Space Ghost: THAT was for Scraps! (Beat) Wait a minute, I don't have a dog.
- On Phineas and Ferb, you should never threaten the lives of Perry the Platypus' owners in front of him, even accidentally. Dr. Doofenshmirtz learns this the hard way.
- In one episode of Batman Beyond, Terry is fighting a mutated Dr. Cuvier, and Ace, Bruce's pet Great Dane, is also present. Now, the two have had a turbulent relationship so far, but when Terry gets hit, Ace rushes in to fight off the monster, only for the monster to wrap its tentacles around Ace and try to do him in. And that's when Terry got pissed.
- In the final episode of Superman: The Animated Series, Superman gives Darkseid an And This Is for... punch for Dan Turpin, whom Darkseid murdered at the end of his foiled invasion of Earth. Darkseid responds by claiming that "Had I known one human's death would pain you so, I would have killed more." When Darkseid gets the upper hand in their fight right after this, he adds "And kill more I shall! Carry that with you to oblivion, Superman!"'
- Used in Young Justice when Desaad threatens Superboy and his dog... er, wolf:
Desaad: "Kill the boy, and his little dog, too."
- Adventures of the Gummi Bears: In the episode "Eye of the Beholder", when the witch who has enchanted herself to look beautiful and put the whole of Dunwyn Castle (including the king) under her spell is finally exposed, she threatens to get princess Calla, "and [her] little pig too" (Sunny is disguised as a pig to avoid being spotted by humans).
- My Little Pony: Friendship Is Magic:
- Discord captured all of Twilight's closest friends "and her little dragon, too."

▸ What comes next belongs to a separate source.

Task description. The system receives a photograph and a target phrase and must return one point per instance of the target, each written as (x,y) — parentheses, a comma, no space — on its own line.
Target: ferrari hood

- In the episode Twilight's Kingdom Part 2, Twilight Sparkle is on the run from Big Bad Tirek, but steels her resolve and confronts him after he throws a fireball at the Golden Oaks Library, blowing it up with Owlowiscious still inside (she rescues him with a Diving Save). Downplayed because Tirek didn't even know the owl was there.
- Kaeloo: Almost every single episode has Mr. Cat torment Quack Quack in various ways so Kaeloo will get angry.
- The Loud House: In the episode Lincoln Loud: Girl Guru, two girls named Kat and Joy voice their displeasure of Lincoln and his weird little friend, too.
- Often in Scooby-Doo will the defeated Villain of the Week add on to the usual You Meddling Kids line by cursing the titular dog as well.